We retitled our truck at the tax collectors office in St. Lucie County. We were told that we could do it there or at the Department of Motor Vehicles. Every phone call I made looking for information got me a different answer. The Tax Collectors office kept telling me that when we changed the title from Ohio, our previous carrier was based there, we would lose our insurance. It took five phone calls to confirm that no we would not lose the insurance.
Lineups at the DMV for walk-ins are usually lengthy, so we picked the tax collectors office even though we weren’t sure they knew what they were doing. We picked right. No lineups. They have a Sheriff’s department officer on hand to verify the VIN number and odometer reading for the truck. They, of course, asked about the insurance and I told them the Motor Carrier Commission said I had valid insurance. I flashed the certificate.
“That’s good enough for me,” the cashier said handing me a receipt for the $88.25 fee. Step one complete.

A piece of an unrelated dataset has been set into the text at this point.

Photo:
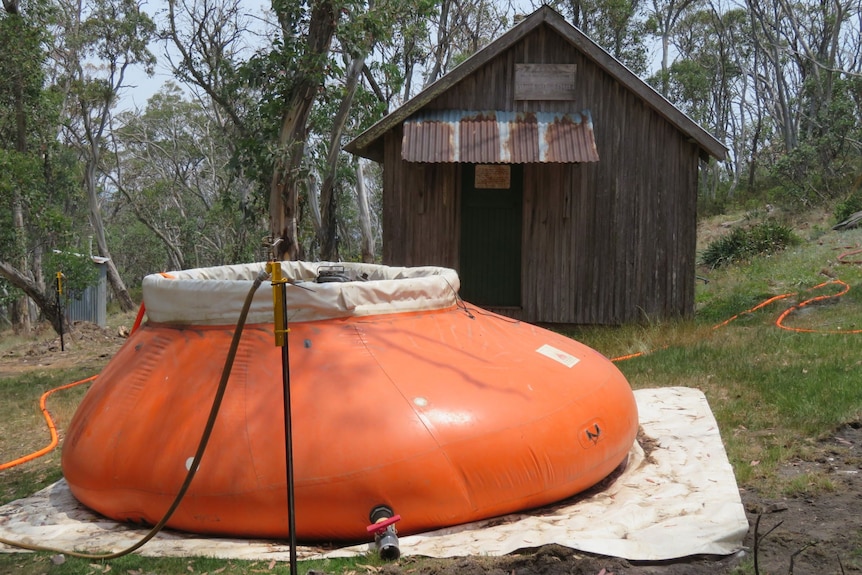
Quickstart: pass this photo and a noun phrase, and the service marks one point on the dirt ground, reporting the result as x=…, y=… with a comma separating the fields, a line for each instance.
x=807, y=535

A week later we dropped a load in Orlando and bobtailed to the tag agency. We discovered that if we tried to register the vehicle, sending the documents to the state by FedEx or mail, we could be shutdown, unable to move the truck for up to a week, that was not an option. It had to happen in person. If we used the tag agency in St. Pete it could happen in one day, but only if all the documents were correct.

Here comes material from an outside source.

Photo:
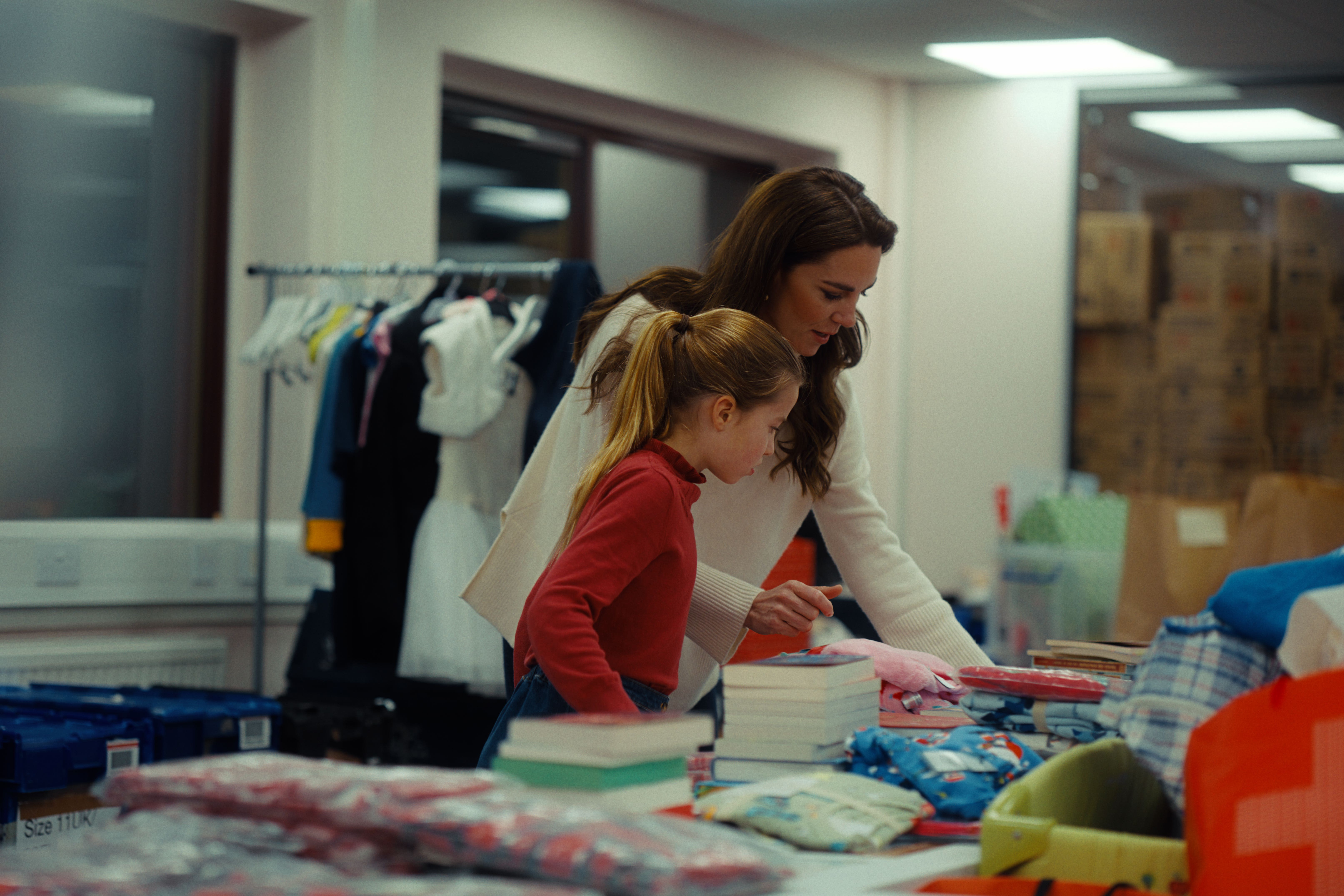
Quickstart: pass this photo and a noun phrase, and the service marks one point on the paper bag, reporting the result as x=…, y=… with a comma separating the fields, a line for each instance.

Every time we talked to someone we got another morsel of information.
Our membership to OOIDA was more valuable than gold. Staff in several departments, truck insurance, permits and licenses and compliance, spent considerable time with me on the telephone answering and explaining.
We learned that a big truck must have a valid signed lease and be “operated by” a motor carrier with a USDOT number to be driven legally unless the big truck owner has her own authority and her own USDOT number. Our USDOT number is for registration purposes only, not one that gives authority to run.

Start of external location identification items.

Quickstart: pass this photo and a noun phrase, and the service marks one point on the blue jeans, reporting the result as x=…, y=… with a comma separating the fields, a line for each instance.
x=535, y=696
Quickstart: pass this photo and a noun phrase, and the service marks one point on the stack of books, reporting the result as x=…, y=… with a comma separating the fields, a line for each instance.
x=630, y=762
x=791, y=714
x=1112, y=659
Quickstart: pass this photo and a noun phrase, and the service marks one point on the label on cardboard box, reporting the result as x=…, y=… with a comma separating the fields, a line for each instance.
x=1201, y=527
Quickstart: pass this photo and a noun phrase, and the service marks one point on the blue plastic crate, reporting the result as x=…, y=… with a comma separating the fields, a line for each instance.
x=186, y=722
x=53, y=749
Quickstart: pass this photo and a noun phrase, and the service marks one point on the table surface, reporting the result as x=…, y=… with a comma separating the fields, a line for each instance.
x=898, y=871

The license plates are not legal unless the big truck is physically carrying the lease in the tractor cab as well as a primary liability insurance certificate from the motor carrier. We also need a separate liability policy when traveling bobtail-only, which we pay for. We cannot legally be on the streets without an IFTA sticker, which is the program that distributes all the states and provinces their portion of the fuel tax that we pay to drive on the highways. We cannot be legally on the road without a paid Form 2290, which is the Heavy Use Highway Tractor tax, $550 per year.
To operate legally, we must also have the name of the company that we are “operated by” on the door of the tractor and that company’s USDOT number. There are no rules for the size of type, only that the USDOT number must be read from 50 feet when standing still. There are no specs on the eyesight of the person standing 50 feet away.
Is your head spinning? This is supposedly an unregulated industry. With title and registration in hand, we were ready to sign onto our new carrier.
Last Thursday, May 5, it was like being in a spy movie. We pulled into the terminal at 1100, we had picked up the package of permits, licenses, insurance, stickers and decals sent by FedEx Custom Critical, had the shop strip out the Qualcomm, we scrubbed off the old decals on the truck, handed in all the equipment, got a receipt, applied the new decals and tractor number and at 1400 drove away with new identity.
P.S. When I read McGyver’s this post before posting, his only comment was “I didn’t get any cake.”